Apple Search appears to have two primary indexing methods that don’t require a corresponding web page: NSUserActivity Indexing and CoreSpotlight Indexing. The former incorporates the indexing of user activities when the user accesses a screen with a certain markup, whilst the latter is indexed by CSSearchableItems with uniqueIdentifiers. Both, essentially, are indexed by the relevant metadata included in their coding set including titles, keywords and descriptions. The search result meta data is gleaned from the code of their apps rather than any external sources, meaning anyone involved in app creation will have to involve SEO experts earlier in the process to get the most out of them. There is also a tertiary indexer, Apple’s web-crawling Applebot, which indexes app content from marketing and support URLs.
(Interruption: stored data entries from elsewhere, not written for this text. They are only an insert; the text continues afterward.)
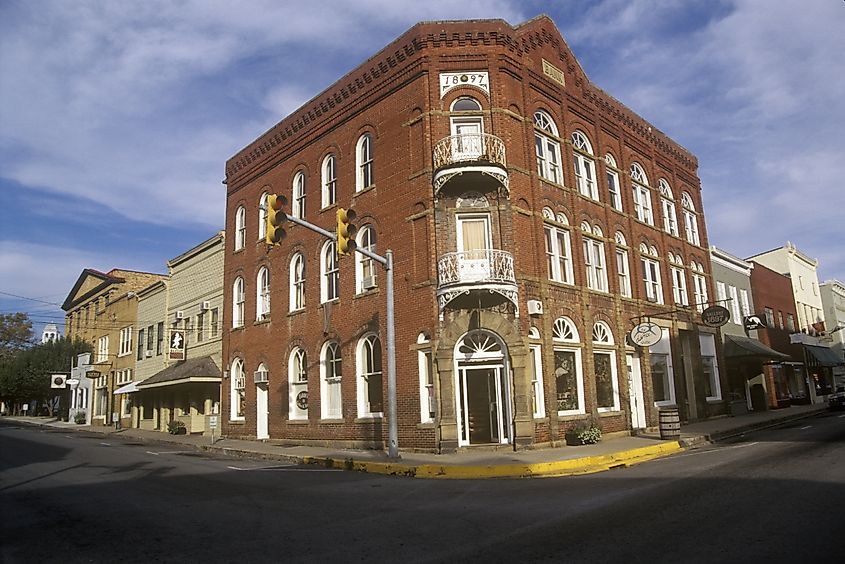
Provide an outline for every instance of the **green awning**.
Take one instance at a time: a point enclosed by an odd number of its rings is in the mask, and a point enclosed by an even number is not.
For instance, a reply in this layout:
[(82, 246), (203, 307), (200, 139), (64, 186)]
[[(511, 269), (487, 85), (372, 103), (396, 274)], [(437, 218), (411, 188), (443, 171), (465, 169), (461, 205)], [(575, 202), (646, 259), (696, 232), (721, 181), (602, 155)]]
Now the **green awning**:
[(787, 360), (788, 354), (767, 347), (757, 339), (739, 335), (725, 335), (726, 358), (757, 358), (766, 360)]
[(818, 361), (820, 366), (840, 366), (845, 364), (845, 359), (836, 354), (836, 351), (829, 347), (817, 345), (804, 345), (810, 356)]

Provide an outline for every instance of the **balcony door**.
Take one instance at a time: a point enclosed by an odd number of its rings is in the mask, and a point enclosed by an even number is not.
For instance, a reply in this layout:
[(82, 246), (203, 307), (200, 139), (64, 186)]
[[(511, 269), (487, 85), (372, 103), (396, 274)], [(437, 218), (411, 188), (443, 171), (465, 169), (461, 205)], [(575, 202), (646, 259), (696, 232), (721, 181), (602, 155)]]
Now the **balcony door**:
[(452, 161), (474, 161), (481, 156), (483, 126), (481, 117), (452, 118)]
[(487, 214), (458, 215), (458, 273), (462, 281), (490, 278), (490, 216)]

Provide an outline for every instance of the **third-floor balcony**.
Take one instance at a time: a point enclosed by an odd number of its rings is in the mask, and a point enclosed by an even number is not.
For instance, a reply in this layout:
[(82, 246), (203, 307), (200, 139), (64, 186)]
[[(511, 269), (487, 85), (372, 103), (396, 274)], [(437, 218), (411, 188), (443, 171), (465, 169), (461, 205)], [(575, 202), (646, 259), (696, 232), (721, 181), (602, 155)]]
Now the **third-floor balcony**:
[(516, 310), (519, 300), (513, 255), (498, 249), (446, 253), (437, 261), (437, 298), (441, 315), (447, 306), (485, 308), (506, 301)]
[(488, 133), (464, 133), (438, 141), (434, 145), (434, 193), (458, 175), (482, 192), (492, 186), (507, 191), (505, 143)]

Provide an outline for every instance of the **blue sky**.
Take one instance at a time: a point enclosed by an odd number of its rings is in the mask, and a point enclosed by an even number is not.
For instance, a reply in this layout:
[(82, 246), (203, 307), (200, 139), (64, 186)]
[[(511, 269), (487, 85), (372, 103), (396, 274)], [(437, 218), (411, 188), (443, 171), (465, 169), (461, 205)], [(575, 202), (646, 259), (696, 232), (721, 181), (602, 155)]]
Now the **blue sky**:
[(84, 268), (166, 272), (222, 228), (226, 159), (416, 22), (541, 13), (698, 156), (711, 244), (845, 281), (845, 2), (314, 5), (0, 0), (0, 312), (40, 334)]

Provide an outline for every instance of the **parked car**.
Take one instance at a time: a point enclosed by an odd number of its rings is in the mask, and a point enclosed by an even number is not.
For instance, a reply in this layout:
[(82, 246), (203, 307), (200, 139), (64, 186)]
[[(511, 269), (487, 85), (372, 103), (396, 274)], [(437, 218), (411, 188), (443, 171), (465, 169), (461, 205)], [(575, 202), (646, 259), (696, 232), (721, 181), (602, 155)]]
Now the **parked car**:
[(836, 388), (836, 393), (827, 398), (827, 406), (830, 409), (845, 409), (845, 388)]

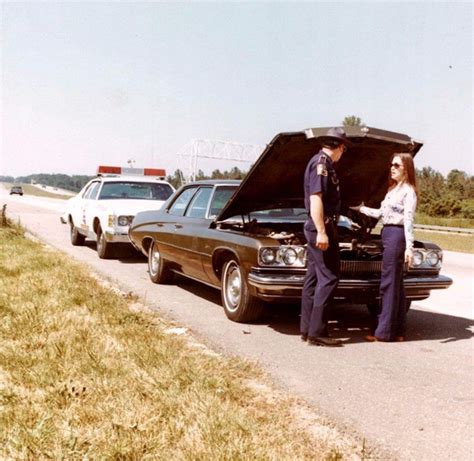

The exact details of search algorithms are not available yet, so SEO will need to be approached carefully by app creators. The only thing known for sure is that poorly implemented SEO, such as keyword spamming and over-indexing, will be punished. The differences between web and app-based SEO means that SEO specialists who wish to work with apps will need to keep abreast of news as it develops to get a greater understanding of indexing algorithms. One thing is certain: search engine optimisation is now just as important for your apps as it is for your website.